Di samping itu, para investor khawatir imbal hasil obligasi mungkin naik lebih tinggi jika Federal Reserve menegaskan untuk menaikkan suku bunga pada pertemuan kebijakan moneter mereka pada 1 November. Jika data ketenagakerjaan AS yang akan dirilis pada Jumat (3/11) menunjukkan performa ekonomi yang kuat, hal ini bisa memicu kenaikan imbal hasil. Pasalnya, data tersebut dapat memperkuat alasan demi menjaga suku bunga tinggi sebagai langkah untuk mengendalikan inflasi.

"Saham akan mulai pulih ketika pasar percaya bahwa imbal hasil obligasi telah mencapai puncaknya," kata Sam Stovall, Kepala Strategi Investasi CFRA Research dikutip Reuters, Senin (30/10).

Secara keseluruhan, pasar berjangka memperkirakan Federal Reserve tak akan menaikkan suku bunga pada November. Tak hanya itu, menurut FedWatch Tool dari CME, hampir 80% kemungkinan bank sentral akan mempertahankan suku bunga pada Desember. Namun, para pembuat kebijakan telah memproyeksikan soal rencana untuk menjaga suku bunga acuan pada level saat ini hingga sebagian besar tahun 2024, lebih lama dari ekspektasi pasar sebelumnya.

Dengan pertumbuhan Produk Domestik Bruto AS sebesar 4,9% di kuartal ketiga, ada kekhawatiran bahwa pasar tenaga kerja masih terlalu panas atau Federal Reserve melihat perlunya langkah-langkah lebih ketat untuk mengendalikan inflasi. Hal ini bisa menyebabkan volatilitas lebih lanjut di pasar keuangan.

Pakar Strategi Investasi Senior Allianz Investment Management, Charlie Ripley menyebut momen saat ini menimbulkan pertanyaan apakah pertumbuhan yang kuat selama musim panas akan berlanjut hingga kuartal keempat.

“Hal membuat kekhawatiran akan inflasi dan kebijakan moneter yang ketat terus menggelegak,” ucap Ripley. 

Tak hanya itu, para investor tengah menantikan hasil laporan keuangan Apple yang akan dirilis pada Kamis. Sebelumnya Tesla dan Google melaporkan kinerja laporan keuangan yang mengecewakan. Meskipun indeks Nasdaq 100 anjlok 11% dari level tertingginya, namun masih mencatatkan kenaikan hampir 30% sepanjang tahun ini.

Beberapa investor percaya bahwa penjualan pasar saham terburuk sudah berakhir. Menurut CFRA Research, Stovall mengatakan investor berharap pasar saham akan rebound sesuai dengan tren musiman.

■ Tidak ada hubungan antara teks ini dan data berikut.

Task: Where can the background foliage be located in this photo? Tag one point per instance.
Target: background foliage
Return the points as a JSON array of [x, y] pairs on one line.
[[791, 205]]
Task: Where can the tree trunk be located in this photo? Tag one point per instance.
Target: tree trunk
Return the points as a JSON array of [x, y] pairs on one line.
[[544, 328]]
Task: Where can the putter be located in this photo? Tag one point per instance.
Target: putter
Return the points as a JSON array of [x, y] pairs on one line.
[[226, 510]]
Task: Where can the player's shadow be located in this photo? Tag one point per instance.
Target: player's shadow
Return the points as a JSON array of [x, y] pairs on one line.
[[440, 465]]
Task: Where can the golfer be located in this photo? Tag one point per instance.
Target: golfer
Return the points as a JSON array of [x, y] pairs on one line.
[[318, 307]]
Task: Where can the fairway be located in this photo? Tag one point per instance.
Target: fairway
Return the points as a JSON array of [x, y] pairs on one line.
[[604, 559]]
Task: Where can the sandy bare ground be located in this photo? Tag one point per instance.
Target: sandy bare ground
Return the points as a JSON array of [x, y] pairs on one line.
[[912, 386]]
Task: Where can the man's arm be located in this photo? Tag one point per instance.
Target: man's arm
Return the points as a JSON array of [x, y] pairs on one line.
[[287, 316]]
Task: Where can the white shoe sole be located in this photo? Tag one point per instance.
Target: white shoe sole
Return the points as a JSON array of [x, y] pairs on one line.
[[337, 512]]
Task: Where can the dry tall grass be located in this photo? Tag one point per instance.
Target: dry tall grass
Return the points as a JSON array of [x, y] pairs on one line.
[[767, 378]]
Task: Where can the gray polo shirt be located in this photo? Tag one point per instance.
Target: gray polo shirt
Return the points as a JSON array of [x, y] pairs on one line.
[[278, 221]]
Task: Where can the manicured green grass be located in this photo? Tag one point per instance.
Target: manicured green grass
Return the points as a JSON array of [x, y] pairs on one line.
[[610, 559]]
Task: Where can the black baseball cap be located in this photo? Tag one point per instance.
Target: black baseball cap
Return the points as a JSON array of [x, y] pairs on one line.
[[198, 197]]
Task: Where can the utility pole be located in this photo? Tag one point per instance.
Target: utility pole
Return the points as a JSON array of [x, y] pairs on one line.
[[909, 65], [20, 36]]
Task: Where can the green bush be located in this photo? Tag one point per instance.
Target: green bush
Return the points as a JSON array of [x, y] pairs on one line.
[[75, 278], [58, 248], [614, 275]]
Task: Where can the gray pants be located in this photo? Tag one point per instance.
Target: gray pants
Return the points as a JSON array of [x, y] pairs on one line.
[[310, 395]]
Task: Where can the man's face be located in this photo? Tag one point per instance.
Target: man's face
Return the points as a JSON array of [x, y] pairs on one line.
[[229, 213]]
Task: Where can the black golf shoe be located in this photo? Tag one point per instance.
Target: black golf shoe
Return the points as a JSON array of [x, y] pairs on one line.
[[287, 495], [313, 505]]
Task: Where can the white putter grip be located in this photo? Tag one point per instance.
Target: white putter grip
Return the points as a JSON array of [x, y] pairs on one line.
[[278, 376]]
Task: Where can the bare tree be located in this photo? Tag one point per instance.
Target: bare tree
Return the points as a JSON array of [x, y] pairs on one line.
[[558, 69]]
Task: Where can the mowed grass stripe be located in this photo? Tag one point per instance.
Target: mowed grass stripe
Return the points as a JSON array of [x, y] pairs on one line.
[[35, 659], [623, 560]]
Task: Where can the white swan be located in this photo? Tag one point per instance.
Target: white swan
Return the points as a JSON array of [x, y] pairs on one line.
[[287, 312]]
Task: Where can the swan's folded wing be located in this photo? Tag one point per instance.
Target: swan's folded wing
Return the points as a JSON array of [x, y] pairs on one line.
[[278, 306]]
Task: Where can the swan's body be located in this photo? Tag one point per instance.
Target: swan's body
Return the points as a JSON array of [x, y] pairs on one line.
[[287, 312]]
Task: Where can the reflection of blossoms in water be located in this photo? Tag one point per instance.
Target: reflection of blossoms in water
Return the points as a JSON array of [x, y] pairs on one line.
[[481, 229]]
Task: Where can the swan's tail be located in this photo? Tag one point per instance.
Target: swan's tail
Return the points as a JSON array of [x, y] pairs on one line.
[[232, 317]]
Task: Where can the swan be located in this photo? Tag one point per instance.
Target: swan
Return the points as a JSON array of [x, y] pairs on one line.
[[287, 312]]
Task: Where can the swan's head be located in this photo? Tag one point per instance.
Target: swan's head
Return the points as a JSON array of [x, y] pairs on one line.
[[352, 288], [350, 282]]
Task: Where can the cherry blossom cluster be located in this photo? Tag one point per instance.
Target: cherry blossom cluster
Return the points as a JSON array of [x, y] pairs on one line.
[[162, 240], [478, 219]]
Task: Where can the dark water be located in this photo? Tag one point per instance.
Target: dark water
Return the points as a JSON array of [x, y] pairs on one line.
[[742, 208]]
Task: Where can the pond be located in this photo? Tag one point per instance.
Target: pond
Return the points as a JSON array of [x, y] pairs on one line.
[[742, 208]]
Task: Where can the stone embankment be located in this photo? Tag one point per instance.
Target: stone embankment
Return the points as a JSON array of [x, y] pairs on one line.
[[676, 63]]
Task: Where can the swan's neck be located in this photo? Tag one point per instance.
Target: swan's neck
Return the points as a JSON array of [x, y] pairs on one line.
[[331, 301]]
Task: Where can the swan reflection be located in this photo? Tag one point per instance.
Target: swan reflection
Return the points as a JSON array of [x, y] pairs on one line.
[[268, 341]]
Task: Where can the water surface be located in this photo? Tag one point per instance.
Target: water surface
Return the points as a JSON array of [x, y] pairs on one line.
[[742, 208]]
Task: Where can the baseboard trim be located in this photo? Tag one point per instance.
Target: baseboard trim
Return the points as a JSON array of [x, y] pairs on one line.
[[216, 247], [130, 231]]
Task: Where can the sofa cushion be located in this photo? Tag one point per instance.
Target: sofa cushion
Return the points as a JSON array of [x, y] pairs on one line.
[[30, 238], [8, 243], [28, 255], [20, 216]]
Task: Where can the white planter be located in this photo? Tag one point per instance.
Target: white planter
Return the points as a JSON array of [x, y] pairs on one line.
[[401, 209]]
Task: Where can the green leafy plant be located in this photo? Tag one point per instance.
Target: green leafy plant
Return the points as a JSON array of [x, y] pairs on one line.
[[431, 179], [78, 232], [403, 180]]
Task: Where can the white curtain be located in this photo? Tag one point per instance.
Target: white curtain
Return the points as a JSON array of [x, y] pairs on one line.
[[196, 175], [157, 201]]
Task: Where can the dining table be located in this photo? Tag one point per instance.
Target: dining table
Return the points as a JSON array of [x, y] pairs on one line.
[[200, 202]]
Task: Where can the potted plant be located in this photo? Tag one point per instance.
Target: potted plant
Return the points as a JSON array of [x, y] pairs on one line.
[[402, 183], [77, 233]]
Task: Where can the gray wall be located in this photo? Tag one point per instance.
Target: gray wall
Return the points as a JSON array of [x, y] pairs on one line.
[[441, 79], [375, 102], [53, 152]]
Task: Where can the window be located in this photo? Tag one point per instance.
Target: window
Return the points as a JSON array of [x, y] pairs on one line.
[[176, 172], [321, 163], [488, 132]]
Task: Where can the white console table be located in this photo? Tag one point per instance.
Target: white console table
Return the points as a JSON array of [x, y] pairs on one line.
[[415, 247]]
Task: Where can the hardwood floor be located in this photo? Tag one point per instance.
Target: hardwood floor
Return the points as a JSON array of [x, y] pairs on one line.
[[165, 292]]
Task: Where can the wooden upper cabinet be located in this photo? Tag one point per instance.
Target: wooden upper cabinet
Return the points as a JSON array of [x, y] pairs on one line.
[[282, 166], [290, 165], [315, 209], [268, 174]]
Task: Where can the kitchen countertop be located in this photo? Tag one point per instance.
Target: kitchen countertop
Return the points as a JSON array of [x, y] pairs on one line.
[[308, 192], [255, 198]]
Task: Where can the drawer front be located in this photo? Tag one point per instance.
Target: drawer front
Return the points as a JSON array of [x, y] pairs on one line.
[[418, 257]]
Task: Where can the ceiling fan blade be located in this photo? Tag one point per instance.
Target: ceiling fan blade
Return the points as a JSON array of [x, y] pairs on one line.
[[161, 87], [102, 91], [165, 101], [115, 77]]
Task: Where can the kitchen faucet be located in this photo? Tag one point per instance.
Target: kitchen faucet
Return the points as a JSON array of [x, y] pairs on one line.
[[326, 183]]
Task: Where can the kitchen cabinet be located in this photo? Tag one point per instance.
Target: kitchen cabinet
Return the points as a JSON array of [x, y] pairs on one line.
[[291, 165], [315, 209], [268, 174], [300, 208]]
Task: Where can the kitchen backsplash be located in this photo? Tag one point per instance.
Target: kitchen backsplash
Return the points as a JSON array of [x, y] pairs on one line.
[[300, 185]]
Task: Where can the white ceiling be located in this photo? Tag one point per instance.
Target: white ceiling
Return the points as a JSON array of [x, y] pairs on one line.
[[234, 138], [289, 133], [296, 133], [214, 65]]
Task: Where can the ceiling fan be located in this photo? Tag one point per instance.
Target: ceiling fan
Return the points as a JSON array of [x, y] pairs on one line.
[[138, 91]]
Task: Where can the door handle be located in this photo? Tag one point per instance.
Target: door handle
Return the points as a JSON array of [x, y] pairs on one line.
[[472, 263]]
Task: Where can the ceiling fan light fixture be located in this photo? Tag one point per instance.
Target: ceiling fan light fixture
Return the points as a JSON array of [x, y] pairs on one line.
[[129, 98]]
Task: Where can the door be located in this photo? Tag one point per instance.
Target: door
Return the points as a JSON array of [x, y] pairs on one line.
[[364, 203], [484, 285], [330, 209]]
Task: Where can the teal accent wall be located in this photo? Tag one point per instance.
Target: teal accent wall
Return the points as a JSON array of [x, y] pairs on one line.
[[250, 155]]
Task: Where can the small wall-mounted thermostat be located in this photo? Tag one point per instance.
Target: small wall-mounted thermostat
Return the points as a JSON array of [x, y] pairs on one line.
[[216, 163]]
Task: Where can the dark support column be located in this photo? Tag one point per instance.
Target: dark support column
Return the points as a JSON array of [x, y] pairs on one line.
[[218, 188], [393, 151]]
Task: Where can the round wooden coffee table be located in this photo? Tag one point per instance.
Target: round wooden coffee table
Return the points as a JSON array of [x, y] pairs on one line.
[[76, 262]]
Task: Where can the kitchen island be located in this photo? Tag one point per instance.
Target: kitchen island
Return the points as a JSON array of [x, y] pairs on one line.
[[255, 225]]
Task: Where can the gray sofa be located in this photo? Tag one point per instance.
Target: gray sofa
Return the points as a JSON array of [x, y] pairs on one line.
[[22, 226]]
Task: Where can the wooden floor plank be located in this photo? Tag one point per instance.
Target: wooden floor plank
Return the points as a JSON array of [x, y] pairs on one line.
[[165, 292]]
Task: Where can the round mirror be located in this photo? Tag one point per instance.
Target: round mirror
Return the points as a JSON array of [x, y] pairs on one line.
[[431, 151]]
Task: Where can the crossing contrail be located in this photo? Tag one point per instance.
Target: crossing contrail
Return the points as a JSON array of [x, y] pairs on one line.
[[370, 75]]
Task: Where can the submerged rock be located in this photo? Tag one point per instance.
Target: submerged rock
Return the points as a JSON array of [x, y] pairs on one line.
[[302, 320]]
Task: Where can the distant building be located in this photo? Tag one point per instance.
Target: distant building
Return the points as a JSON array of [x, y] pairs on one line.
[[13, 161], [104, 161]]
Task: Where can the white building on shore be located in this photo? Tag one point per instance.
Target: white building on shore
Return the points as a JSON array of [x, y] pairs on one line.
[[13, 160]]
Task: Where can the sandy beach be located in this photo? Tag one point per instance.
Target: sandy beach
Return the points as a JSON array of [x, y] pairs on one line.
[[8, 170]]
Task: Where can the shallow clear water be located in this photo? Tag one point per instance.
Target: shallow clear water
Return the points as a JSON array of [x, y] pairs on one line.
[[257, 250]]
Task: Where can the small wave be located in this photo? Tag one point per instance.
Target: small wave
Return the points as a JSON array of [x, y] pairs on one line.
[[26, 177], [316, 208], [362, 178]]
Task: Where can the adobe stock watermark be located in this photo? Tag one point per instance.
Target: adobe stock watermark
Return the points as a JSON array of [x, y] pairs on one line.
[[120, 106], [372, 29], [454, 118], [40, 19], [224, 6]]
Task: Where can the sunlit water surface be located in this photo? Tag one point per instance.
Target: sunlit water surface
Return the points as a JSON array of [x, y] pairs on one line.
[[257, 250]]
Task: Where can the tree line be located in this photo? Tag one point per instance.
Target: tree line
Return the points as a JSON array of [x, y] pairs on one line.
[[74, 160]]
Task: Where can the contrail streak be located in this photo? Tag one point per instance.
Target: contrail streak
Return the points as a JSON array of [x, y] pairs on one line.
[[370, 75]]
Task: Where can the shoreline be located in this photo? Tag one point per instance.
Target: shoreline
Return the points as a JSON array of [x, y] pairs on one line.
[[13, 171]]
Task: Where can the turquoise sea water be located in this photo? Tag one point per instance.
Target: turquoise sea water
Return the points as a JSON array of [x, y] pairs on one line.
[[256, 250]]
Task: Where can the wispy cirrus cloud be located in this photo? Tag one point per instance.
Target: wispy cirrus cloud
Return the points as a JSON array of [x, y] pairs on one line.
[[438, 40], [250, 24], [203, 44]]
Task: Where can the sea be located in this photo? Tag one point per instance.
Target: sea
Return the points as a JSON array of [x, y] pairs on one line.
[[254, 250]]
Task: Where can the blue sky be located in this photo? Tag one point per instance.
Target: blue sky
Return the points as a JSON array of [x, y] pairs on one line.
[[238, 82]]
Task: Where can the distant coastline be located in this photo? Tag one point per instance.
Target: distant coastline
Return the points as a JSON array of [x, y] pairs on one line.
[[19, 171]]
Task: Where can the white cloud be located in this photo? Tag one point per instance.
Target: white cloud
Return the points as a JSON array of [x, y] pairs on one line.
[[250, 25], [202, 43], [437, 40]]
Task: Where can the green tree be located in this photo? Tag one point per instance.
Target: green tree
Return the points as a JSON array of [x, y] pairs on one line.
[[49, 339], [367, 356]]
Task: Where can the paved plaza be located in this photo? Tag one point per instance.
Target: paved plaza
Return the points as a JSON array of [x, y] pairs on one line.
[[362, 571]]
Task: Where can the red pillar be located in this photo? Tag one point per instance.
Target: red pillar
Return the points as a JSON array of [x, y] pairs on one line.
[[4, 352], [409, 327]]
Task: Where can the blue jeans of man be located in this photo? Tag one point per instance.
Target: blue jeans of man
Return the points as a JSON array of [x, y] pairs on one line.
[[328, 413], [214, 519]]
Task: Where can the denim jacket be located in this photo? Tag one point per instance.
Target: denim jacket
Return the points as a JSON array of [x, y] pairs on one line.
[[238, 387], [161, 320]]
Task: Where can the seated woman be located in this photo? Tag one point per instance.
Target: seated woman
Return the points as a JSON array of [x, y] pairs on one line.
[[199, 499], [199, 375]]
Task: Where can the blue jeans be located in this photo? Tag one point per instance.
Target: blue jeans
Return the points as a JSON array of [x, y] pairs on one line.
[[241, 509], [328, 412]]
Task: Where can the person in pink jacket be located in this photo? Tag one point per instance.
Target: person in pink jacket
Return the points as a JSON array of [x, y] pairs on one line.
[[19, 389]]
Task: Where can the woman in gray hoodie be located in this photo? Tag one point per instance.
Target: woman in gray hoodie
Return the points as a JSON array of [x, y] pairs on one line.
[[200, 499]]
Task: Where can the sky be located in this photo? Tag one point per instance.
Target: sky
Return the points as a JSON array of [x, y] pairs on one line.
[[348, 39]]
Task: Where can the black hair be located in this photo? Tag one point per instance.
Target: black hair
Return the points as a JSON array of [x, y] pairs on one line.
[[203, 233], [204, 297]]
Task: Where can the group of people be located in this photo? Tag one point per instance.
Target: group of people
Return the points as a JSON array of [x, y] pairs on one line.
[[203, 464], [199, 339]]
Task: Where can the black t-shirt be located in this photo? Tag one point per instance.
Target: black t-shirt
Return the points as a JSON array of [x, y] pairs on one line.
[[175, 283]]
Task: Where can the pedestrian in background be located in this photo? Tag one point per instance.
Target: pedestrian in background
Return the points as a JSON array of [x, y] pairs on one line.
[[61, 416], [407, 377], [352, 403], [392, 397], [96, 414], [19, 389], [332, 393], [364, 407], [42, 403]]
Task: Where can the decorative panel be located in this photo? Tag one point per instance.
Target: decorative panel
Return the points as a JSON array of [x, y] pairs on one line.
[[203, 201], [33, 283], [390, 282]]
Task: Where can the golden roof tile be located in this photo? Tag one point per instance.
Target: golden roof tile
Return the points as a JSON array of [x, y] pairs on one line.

Sejak tahun 1945, S&P 500, misalnya, rata-rata naik sekitar 1,5% di bulan November, menjadikannya bulan dengan performa terbaik ketiga dalam setahun.

Sejauh ini, 2023 menjadi salah satu dari 14 kasus di mana S&P 500 mengalami kenaikan setidaknya 10% hingga Juli dan kemudian merosot pada Agustus. Menurut Ned Davis Research, dalam semua kasus semacam ini, S&P 500 selalu menguat sepanjang empat bulan terakhir dengan rata-rata kenaikan sebesar 10%.

Direktur Pelaksana Perdagangan dan Derivatif Schwab Center for Financial Research, Randy Frederick, menyebut saat ini saham-saham terlihat oversold alias jenuh jual. Jika data ekonomi berjalan sesuai harapan, maka pasar saham memiliki potensi untuk menguat. 

“Pasar saham siap untuk reli di akhir kuartal keempat,” pungkas Frederick.